While Obama campaigned on a promise to bring reform to Washington, the reality remains that most lawmakers believe it is their constitutional prerogative to direct money to their districts. Earmark supporters and opponents alike said Obama's words would carry little weight unless he also vowed to veto critical legislation that is full of spending projects.
"Absent a genuine veto threat, he's just spittin' in the wind," said Rep. Jeff Flake, R-Ariz., an earmark opponent who walked through the House chamber yesterday carrying almost 100 pages of approved spending requests from a lobbying firm that is under federal investigation.
Representing less than 2 percent of the discretionary federal budget, earmarks have become a lightning rod for critics who say they waste taxpayer money on projects that are requested more to win votes for lawmakers at home than they are for their merits. The connection between earmark recipients and the lobbyists who made campaign donations to lawmakers to secure their passage was central to criminal investigations that landed former lobbyist Jack Abramoff and former congressman Randall "Duke" Cunningham, R-Calif., in federal prison.
"The problem is not earmarks, the problem is secrecy which led to abuses in the past," said Sen. Daniel K. Inouye, D-Hawai'i, chairman of the Senate Appropriations Committee.

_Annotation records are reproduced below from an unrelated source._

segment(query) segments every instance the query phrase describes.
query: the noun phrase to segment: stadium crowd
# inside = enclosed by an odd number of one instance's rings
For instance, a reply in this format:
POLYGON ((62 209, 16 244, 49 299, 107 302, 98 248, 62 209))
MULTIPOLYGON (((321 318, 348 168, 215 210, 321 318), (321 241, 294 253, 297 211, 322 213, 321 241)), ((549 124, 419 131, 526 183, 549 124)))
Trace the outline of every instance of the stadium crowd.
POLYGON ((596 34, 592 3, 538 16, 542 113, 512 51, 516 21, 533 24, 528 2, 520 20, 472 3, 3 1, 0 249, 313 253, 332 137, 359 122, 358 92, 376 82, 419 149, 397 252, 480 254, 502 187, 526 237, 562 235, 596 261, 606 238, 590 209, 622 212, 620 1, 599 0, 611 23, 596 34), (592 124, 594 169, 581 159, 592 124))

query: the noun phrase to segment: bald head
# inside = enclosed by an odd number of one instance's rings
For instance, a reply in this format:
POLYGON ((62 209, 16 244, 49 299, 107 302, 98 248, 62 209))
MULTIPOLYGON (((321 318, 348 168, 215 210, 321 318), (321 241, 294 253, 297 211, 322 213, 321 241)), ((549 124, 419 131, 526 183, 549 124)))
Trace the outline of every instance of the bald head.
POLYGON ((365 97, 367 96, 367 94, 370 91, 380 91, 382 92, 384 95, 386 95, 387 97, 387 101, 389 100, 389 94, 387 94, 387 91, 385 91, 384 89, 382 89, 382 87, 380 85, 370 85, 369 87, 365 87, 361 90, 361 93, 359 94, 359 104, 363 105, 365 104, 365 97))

Obama and congressional Democratic leaders offered a proposal that would require lawmakers to publish on their Web sites all requests they make to the appropriations committees. (Currently, lawmakers are required to detail only requests for funding that is granted.) The earmark lists would be publicly available when subcommittees consider the spending requests under their jurisdiction, weeks earlier than they are now. Agencies would be given 20 days to deem certain proposals inappropriate.
Obama said he would direct agencies to conduct competitive bidding for earmarks targeted to private companies and also threatened to highlight earmarks considered inappropriate by asking Congress to revoke funding for such projects in the future.